Finalmente a glorificação do consumo de estupefacientes, um mal a que a esmagadora maioria das bandas está associado. Os Guns'n'Roses, grupo norte-americano de "hard rock" muito popular em finais dos anos 80 e inícios de 90, abordava de forma assumida esta temática. Antes deles tivemos exemplos mais ou menos discretos. Os Rolling Stones tinham o tema "Brown Sugar", uma referência à heroína, e como exemplo mais obscuro temos o tema "Goldenbrown", dos Stranglers, entendido também como uma referência à rainha das drogas. Mais ousados foram os Velvet Underground, do irreverente Lou Reed, que escreveu o hino oficial da droga que tantas vidas destrói, "Heroine". Conheço magotes de gente que adora esta canção e nunca consumiu heroína, incluíndo eu próprio. Ainda falando de heroína, um exemplo nacional. Ainda no início da sua carreira, os Xutos & Pontapés gravaram o lindíssimo "Medo", um dos seus melhores temas. Aquando da última passage por Macau, perguntei ao vocalista Tim porque nunca o incluíam nos seus concertos. Explicou-me então de que o tema tinha ficado associado à morte por "overdose" de um jovem casal no Algarve no início dos anos 80, e evitavam provocar reacções negativas por parte dos fãs. Aceito a desculpa, mas não posso concordar. A culpa foi de todos menos dos Xutos e do seu "Medo".

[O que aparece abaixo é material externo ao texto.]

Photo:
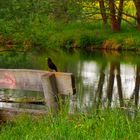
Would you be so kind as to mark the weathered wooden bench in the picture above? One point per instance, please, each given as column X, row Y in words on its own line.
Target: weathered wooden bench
column 52, row 84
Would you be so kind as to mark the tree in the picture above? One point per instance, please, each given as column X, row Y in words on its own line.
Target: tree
column 137, row 5
column 103, row 11
column 113, row 19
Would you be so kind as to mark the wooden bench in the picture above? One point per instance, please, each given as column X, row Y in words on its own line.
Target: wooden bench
column 52, row 84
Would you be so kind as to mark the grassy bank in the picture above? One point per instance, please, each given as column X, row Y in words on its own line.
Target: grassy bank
column 107, row 124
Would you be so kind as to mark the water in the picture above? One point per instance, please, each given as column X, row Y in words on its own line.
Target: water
column 103, row 79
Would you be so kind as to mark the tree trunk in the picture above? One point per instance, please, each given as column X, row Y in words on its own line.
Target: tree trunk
column 110, row 84
column 137, row 5
column 119, row 84
column 114, row 23
column 103, row 11
column 137, row 85
column 120, row 11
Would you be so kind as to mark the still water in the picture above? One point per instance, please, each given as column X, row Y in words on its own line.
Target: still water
column 103, row 79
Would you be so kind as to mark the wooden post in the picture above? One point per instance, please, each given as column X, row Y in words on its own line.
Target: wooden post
column 50, row 91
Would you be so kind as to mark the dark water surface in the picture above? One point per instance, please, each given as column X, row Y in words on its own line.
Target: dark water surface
column 103, row 79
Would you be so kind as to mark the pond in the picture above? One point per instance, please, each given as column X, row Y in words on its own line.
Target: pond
column 103, row 79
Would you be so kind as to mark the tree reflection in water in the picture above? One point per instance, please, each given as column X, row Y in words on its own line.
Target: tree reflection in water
column 112, row 83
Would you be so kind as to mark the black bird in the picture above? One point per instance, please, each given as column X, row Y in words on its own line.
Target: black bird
column 51, row 65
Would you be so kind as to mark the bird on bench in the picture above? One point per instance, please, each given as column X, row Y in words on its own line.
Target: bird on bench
column 51, row 65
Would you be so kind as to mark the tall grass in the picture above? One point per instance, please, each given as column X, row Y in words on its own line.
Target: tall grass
column 107, row 124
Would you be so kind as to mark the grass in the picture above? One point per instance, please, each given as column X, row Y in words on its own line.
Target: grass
column 106, row 124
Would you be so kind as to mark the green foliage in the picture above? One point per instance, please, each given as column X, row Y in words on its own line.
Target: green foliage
column 90, row 40
column 105, row 124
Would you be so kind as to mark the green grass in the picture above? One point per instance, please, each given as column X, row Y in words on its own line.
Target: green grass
column 106, row 124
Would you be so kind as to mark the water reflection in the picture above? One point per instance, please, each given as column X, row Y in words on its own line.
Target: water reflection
column 103, row 80
column 108, row 84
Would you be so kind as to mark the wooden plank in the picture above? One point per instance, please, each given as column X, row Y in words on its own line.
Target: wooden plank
column 25, row 79
column 50, row 91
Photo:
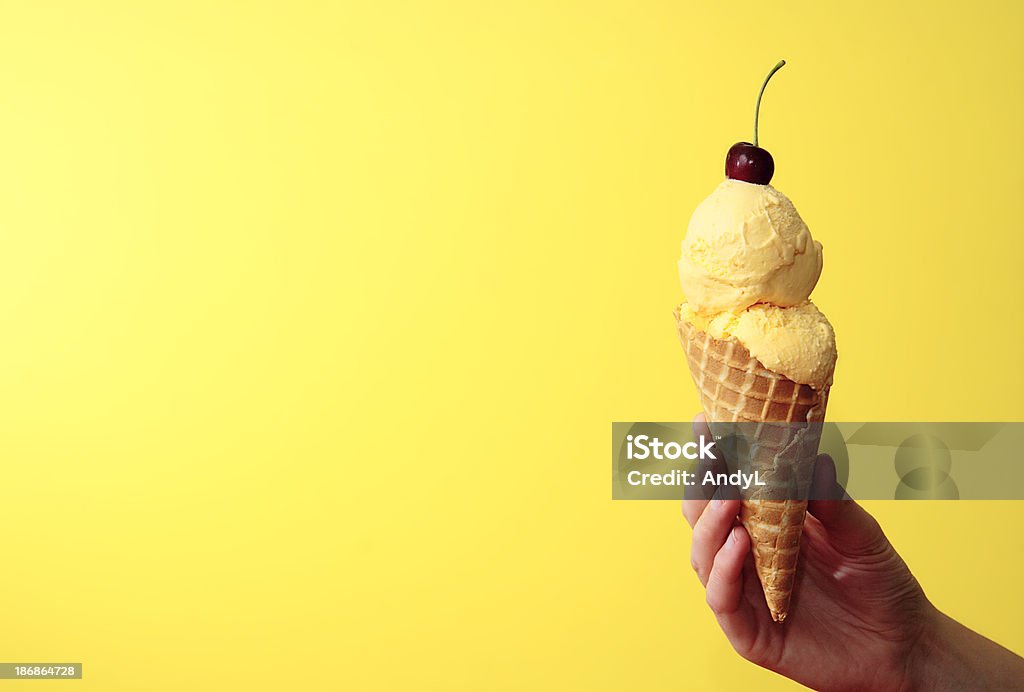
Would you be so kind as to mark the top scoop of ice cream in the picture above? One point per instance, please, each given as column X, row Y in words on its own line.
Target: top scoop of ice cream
column 745, row 244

De facto é assim. Há pessoas mais sensíveis que são capazes de tirar segundas e terceiras leituras de um pouco de tudo, e a música não é excepção. Se esta "tempestade" que se atravessou durante a era de ouro do "rock'n'roll" está agora dissipada pelas tendências mais comerciais e por isso mais inofensivas, haverá pelo menos alguém com problemas de vária ordem que vai entender tudo errado, e continuar a tocar os discos ao contrário, procurando as mensagens subliminares que não estão lá. Espero que tenham gostado desta viagem pelo mundo da música em dez capítulos, e já agora gostava de sublinhar que todas as opiniões expressas são as minhas, e nunca me passou pela cabeça escrever uma espécie de "dez mandamentos". Obrigado pelo vosso tempo, escutem sempre boa música, e nunca vos deixem dizer que o vosso gosto é mau, ultrapassado ou "foleiro". Mandem-nos antes à fava, com o dedo do meio bem esticado para que eles entendam bem intenção. Bem ao jeito do "rock'n'roll".